In 1933 came the illuminated radiator badge on the Wolseley car, a Wolseley hallmark over since, and 1934 Wolseley cars had synchromesh, a roomy 1-litre 4-cylinder Wolseley Nine at £179 joining the Wolseley Hornet, now available with free wheel at £215. In 1935 there was a brief venture with preselector gearboxes and some new ohc 6-cylinder Wolseley cars. The Wolseley Nine gave way to the bigger Wolseley Wasp, the Wolseley Hornet grew up to 1.4-litres, and a 1.6-litre 14hp Wolseley car formed the basis for a 50bhp Wolseley Hornet Special capable of nearly 80mph, but 1936 was the last year of overhead camshafts on Wolseley cars. Already the old 21/60 had been replaced by a range of ohv push-rod Super Sixes, virtually luxury 4-speed Wolseley car derivatives of the Series II Morris with easy-clean wheels and more luxurious equipment, and by the end of the year the 4-cylinder light Wolseley cars had fallen into line with this theme. Last to go was the Wolseley Fourteen which in June, 1936 reappeared as a push-rod 1.8-litre 14/56 selling for £265.
By 1939-1940 a comprehensive Wolseley car range included a 1.140cc Wolseley Ten (the mechanical components of Morris’s Series-M mounted in a separate chassis), a 1½-litre 4-cylinder 12/48 Wolseley car, and sixes of 14, 16, 18, 21, and 25hp, the last-mentioned version of the Wolseley Super Six being also available as a sporting drophead coupé and a limousine. The 18hp model Wolseley car, introduced in 1937, was adopted by Scotland Yard and was the first Wolseley car to win general favour with police forces, a connection that has continued with subsequent 6-cylinder models into the 1960s. A 1939 18/85 Wolseley car driven by Humfrey Symons broke the London-Cape record with a time of 31 days 22 hours despite falling through a bridge in the Congo.
A rather smaller range of similar Wolseley cars went back into production in 1945, rounded out by an 8hp Wolseley car which was a de luxe, ohv development of the Series-E Morris 8. For 1949 a removal to Cowley was accompanied by two entirely new Wolseley cars with unitary construction, and hypoid final drive: these Wolseley cars were basically similar to the Morris Oxford and Six, though the smaller 4/50 had a 4-cylinder version of the ohc power unit common to the Morris and Wolseley Sixes. Coil-and-wishbone independent front suspension replaced the torsion-bar layout in the 1953 4/44 Wolseley car, powered by a detuned version of the T-type MG engine, but the effect of the Nuffield-Austin merger was soon felt in a rationalization of design.
The first Austin-engined Wolseley car was the 2.6-litre 6/90 of 1955, which Wolseley car shared a both with Riley’s Pathfinder, and was available the following year with overdrive or automatic transmission, but 1958 brought an attractive compact 1½-litre saloon, the Wolseley 1500, which was basically an expanded Morris Minor with rack-and-pinion steering and a close-ratio 4-speed gearbox. A Riley equivalent was also marketed, and BMC’s Australian factory offered variants with Austin and Morris nameplates.
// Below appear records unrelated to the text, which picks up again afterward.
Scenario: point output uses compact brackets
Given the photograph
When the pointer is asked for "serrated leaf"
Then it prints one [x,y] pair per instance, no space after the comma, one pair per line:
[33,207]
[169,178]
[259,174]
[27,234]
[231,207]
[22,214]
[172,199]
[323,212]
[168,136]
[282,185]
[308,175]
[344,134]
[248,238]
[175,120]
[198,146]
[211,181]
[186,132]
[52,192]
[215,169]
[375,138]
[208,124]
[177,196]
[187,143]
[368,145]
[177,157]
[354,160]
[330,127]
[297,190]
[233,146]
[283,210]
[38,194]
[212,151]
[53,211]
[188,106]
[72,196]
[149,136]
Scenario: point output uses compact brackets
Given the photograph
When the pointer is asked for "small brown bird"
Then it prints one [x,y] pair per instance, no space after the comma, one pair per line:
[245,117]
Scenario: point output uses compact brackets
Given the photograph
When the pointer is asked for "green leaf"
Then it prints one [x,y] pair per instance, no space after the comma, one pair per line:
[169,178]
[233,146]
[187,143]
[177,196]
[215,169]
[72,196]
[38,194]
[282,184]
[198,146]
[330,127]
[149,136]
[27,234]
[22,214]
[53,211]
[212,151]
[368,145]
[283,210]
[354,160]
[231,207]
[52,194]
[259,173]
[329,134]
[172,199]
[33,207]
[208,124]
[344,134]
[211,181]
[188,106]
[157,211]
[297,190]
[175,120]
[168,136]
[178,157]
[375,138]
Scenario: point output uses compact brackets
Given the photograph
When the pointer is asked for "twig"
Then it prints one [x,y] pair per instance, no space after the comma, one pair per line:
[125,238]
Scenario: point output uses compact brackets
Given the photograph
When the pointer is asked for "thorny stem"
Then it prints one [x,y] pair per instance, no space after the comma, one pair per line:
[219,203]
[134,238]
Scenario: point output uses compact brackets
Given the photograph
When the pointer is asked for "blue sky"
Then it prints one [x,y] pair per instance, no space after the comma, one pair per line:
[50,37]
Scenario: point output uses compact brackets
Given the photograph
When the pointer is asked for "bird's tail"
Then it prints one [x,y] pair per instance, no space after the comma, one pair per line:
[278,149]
This was Wolseley cars last individual effort, and subsequent Wolseley cars have been luxury editions of basic Austin/ Morris themes, a Mini variant, the Hornet, making its appearance in 1962. A luxury 1100 variant appeared in 1966, evolving into a 1300 by 1968. A year earlier Wolseley cars had announced their 18-85 or de luxe 1800, though the Hornet had gone by 1969. In 1973 the 1300, the 18-85, and a 6-cylinder front wheel drive 2200 were offered.